FL – Tous les partis et toute la politique- si elle existe, si elle n’est pas une simple mémoire de soi-même, perdue dans la propagande sans peuple – est une lutte pour le pouvoir. Ce qui définit ceux et celles qui luttent pour le socialisme est l’expérience concrète de la société de classes, du capitalisme réellement existant, de la fonction d’organisation de l’État et de la stratégie d’organisation sociale des travailleurs-ses pour une société sans exploitation. Cela exige une politique dense de lutte pour l’hégémonie, d’alliances et surtout une clarté politique mobilisatrice. En ce sens, oui, le Bloc a ouvert de nouveaux chemins en travaillant sur des thèmes qui en général sont très peu présents dans les réflexions de la gauche : que ce soit sur la question de la justice économique – les politiques fiscales et budgétaires – aussi bien que dans la valorisation stratégique de la lutte pour la qualité et l’universalité des services publics. C’est aussi ce qui nous a amené aux questions de l’information génétique et de la bioéthique
L’appropriation marchande de l’information génétique est la clé du projet capitaliste pour la médecine du XXIème siècle. Ce combat est d’autant plus fondamental que dans plusieurs pays capitalistes -à l’exception des États-Unis, les services publics de santé sont perçus par la population comme une conquête et comme une expression de solidarité dans l’usage des ressources publiques. Au XVII ème siècle le "no taxation without representation" était sans doute essentiel ; maintenant le "no taxation without health care" est fondamental.
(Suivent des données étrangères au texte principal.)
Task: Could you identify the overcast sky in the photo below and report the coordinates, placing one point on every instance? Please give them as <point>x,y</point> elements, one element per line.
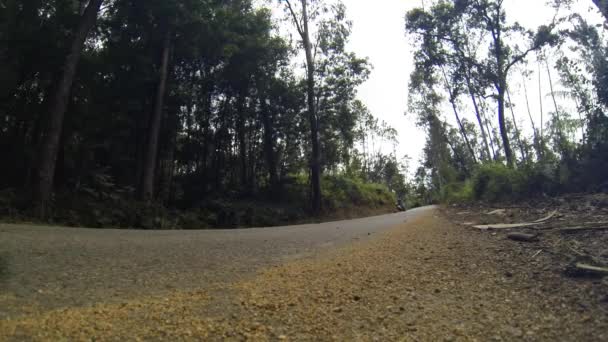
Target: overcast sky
<point>379,34</point>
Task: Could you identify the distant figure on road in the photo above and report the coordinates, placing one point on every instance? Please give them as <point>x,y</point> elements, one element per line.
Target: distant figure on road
<point>400,205</point>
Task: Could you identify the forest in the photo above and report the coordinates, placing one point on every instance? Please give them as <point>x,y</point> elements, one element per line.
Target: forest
<point>208,113</point>
<point>186,114</point>
<point>510,112</point>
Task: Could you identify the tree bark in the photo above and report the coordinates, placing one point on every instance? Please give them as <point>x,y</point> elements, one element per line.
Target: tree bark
<point>147,183</point>
<point>240,128</point>
<point>503,128</point>
<point>269,146</point>
<point>460,125</point>
<point>479,121</point>
<point>517,132</point>
<point>315,162</point>
<point>59,101</point>
<point>602,5</point>
<point>537,146</point>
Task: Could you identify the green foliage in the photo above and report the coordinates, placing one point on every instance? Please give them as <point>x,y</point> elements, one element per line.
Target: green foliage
<point>495,181</point>
<point>343,192</point>
<point>459,192</point>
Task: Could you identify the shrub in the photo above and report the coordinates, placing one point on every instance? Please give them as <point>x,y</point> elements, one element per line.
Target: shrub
<point>495,181</point>
<point>458,192</point>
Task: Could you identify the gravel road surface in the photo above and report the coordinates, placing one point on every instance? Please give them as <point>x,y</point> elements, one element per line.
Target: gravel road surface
<point>51,267</point>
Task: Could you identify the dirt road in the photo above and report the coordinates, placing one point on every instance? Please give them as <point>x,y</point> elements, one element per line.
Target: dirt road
<point>420,280</point>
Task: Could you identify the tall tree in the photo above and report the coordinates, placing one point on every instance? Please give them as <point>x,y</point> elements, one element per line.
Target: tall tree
<point>58,104</point>
<point>151,152</point>
<point>302,24</point>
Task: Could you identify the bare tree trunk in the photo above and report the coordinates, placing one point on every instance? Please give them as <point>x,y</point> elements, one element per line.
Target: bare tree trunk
<point>269,146</point>
<point>460,126</point>
<point>59,101</point>
<point>602,5</point>
<point>480,121</point>
<point>149,166</point>
<point>537,146</point>
<point>540,99</point>
<point>517,132</point>
<point>315,162</point>
<point>242,144</point>
<point>560,135</point>
<point>503,127</point>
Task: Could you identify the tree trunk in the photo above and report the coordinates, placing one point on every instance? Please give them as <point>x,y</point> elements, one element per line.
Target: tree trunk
<point>149,166</point>
<point>558,124</point>
<point>269,146</point>
<point>315,164</point>
<point>479,121</point>
<point>537,146</point>
<point>504,135</point>
<point>59,101</point>
<point>524,157</point>
<point>602,5</point>
<point>460,126</point>
<point>240,130</point>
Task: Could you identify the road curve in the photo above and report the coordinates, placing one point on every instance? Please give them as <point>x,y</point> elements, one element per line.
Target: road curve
<point>50,267</point>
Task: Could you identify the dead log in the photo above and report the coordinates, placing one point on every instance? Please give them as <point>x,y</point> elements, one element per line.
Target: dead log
<point>576,229</point>
<point>505,225</point>
<point>585,270</point>
<point>523,237</point>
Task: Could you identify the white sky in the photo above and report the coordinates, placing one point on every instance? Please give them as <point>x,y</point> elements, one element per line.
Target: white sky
<point>379,34</point>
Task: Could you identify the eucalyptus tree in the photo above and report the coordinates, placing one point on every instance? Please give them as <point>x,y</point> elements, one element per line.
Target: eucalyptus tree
<point>302,16</point>
<point>59,99</point>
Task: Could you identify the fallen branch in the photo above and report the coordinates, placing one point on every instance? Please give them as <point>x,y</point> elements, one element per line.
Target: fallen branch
<point>523,237</point>
<point>516,225</point>
<point>506,225</point>
<point>553,213</point>
<point>537,253</point>
<point>582,270</point>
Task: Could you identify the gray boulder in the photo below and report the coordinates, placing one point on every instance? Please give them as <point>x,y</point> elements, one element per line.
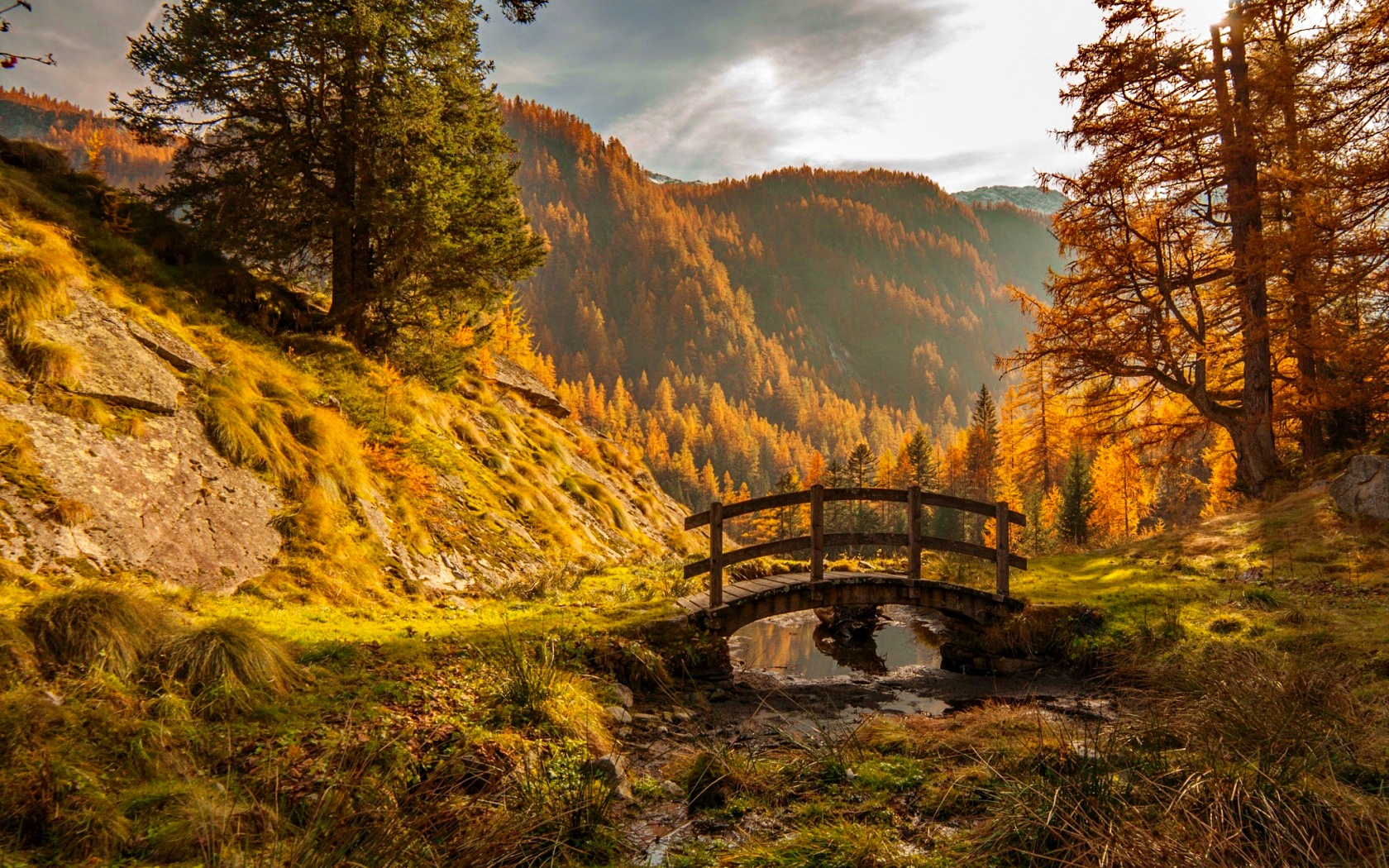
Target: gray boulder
<point>518,379</point>
<point>1364,488</point>
<point>612,771</point>
<point>169,346</point>
<point>165,502</point>
<point>117,369</point>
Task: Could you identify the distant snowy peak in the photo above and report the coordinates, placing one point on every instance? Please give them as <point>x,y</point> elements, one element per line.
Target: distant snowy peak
<point>660,178</point>
<point>1029,199</point>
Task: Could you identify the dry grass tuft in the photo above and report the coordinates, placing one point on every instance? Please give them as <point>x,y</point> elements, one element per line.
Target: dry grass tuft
<point>228,664</point>
<point>69,513</point>
<point>528,688</point>
<point>95,628</point>
<point>18,663</point>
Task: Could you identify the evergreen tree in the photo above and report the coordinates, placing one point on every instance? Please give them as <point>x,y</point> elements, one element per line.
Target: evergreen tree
<point>859,470</point>
<point>347,145</point>
<point>1076,500</point>
<point>982,446</point>
<point>920,465</point>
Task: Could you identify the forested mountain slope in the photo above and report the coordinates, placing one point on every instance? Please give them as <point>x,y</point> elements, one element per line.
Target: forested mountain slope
<point>757,321</point>
<point>751,322</point>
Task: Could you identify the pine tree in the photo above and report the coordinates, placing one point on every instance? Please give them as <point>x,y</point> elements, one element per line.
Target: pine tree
<point>859,470</point>
<point>982,446</point>
<point>920,463</point>
<point>355,146</point>
<point>1076,502</point>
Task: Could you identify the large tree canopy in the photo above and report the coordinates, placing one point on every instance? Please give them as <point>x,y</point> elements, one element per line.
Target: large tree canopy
<point>1228,236</point>
<point>345,143</point>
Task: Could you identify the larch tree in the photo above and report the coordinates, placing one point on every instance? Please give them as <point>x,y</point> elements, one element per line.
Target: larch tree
<point>351,145</point>
<point>1229,222</point>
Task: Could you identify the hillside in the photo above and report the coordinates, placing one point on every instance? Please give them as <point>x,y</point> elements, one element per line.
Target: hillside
<point>77,131</point>
<point>728,332</point>
<point>755,322</point>
<point>1027,199</point>
<point>145,429</point>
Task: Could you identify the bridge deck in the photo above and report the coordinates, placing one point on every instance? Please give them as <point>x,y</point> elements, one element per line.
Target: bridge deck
<point>755,599</point>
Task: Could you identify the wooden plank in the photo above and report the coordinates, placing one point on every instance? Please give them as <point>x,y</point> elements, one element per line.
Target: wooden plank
<point>790,498</point>
<point>867,494</point>
<point>955,546</point>
<point>756,504</point>
<point>1000,535</point>
<point>716,555</point>
<point>864,539</point>
<point>914,532</point>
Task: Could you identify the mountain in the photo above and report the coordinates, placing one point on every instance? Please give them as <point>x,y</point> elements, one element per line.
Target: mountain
<point>77,131</point>
<point>1029,199</point>
<point>753,322</point>
<point>728,331</point>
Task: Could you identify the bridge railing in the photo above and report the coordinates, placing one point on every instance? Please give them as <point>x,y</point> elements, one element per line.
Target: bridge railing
<point>817,496</point>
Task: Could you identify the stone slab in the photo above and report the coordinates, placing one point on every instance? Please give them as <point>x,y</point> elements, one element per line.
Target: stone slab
<point>163,502</point>
<point>117,367</point>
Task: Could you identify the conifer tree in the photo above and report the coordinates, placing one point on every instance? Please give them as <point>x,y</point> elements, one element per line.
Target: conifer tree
<point>982,446</point>
<point>920,464</point>
<point>1076,500</point>
<point>351,145</point>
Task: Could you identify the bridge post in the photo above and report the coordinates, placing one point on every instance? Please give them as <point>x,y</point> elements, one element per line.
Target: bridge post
<point>716,555</point>
<point>914,533</point>
<point>1000,532</point>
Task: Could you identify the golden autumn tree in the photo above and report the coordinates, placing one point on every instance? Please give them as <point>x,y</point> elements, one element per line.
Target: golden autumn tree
<point>1223,239</point>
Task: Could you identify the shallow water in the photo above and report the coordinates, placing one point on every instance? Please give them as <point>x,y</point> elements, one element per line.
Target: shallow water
<point>790,646</point>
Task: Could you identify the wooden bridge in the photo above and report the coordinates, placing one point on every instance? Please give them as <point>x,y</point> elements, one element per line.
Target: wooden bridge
<point>724,610</point>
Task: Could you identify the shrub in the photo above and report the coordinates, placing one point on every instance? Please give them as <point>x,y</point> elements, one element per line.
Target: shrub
<point>95,628</point>
<point>228,664</point>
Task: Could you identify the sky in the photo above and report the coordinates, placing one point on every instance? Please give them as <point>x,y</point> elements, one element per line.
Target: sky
<point>962,91</point>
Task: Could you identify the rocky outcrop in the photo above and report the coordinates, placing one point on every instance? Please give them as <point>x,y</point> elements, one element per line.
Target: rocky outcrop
<point>8,371</point>
<point>169,346</point>
<point>527,385</point>
<point>117,369</point>
<point>1364,488</point>
<point>163,502</point>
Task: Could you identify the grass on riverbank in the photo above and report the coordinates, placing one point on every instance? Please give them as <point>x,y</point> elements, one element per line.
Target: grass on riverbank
<point>1246,655</point>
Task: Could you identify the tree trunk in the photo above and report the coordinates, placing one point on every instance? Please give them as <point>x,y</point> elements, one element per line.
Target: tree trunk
<point>1258,455</point>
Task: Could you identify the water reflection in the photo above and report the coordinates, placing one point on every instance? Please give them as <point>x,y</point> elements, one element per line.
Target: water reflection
<point>798,645</point>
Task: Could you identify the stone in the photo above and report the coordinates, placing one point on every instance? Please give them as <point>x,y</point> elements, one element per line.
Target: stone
<point>1364,488</point>
<point>8,371</point>
<point>169,346</point>
<point>624,694</point>
<point>612,771</point>
<point>165,502</point>
<point>117,367</point>
<point>1013,665</point>
<point>672,789</point>
<point>527,385</point>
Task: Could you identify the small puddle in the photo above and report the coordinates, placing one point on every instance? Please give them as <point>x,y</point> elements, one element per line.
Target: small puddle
<point>798,646</point>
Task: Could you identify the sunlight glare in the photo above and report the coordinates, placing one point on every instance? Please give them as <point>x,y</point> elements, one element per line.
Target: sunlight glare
<point>1200,14</point>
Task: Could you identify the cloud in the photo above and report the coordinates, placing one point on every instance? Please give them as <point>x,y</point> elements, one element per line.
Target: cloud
<point>714,88</point>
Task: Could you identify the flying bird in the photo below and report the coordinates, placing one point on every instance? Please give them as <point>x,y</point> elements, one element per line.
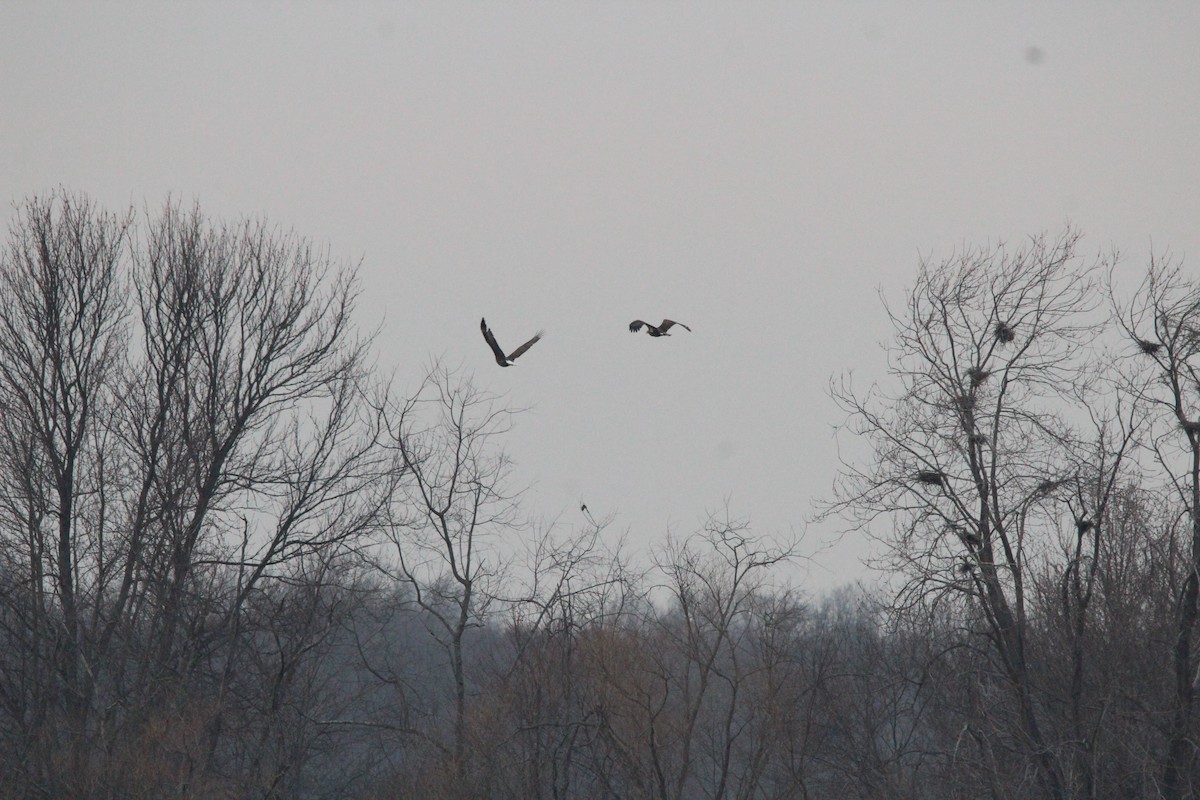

Nous pouvons ainsi nous appuyer sur cette hégémonie populaire en faveur des services de santé publics pour combattre la marchandisation qui tente d’être imposée via la pharmacogénomique : privatisation de données du patrimoine génétique au profit des firmes mais aussi création d’un vrai marché d’illusions à partir de la fiction de la possibilité de prévoir de futures maladies se basant sur des tests d’ADN. En réponse aux compagnies d’assurances qui s’enrichissent avec ces illusions, le Bloc a fait approuver une loi qui pose des conditions pour le réalisation de tests génétiques et protège des discriminations ceux et celles qui peuvent être porteurs-euses de maladies graves. C’est une forme de défense du bien public contre la logique marchande. Le deuxième thème sur lequel nous sommes intervenus fut l’approbation d’un système de procréation médicalement assistée qui n’existait pas encore au Portugal et qui se met désormais en place dans plusieurs hôpitaux. Notre proposition actuelle d’une banque publique de gamètes va dans le même sens.
C’est un terrain où nous avons réussi à avoir le soutien de spécialistes parmi les plus réputés de cette branche scientifique, aussi bien que des victoires importantes contre la pensée conservatrice et les entreprises qui cherchent à privatiser cet accès à la santé.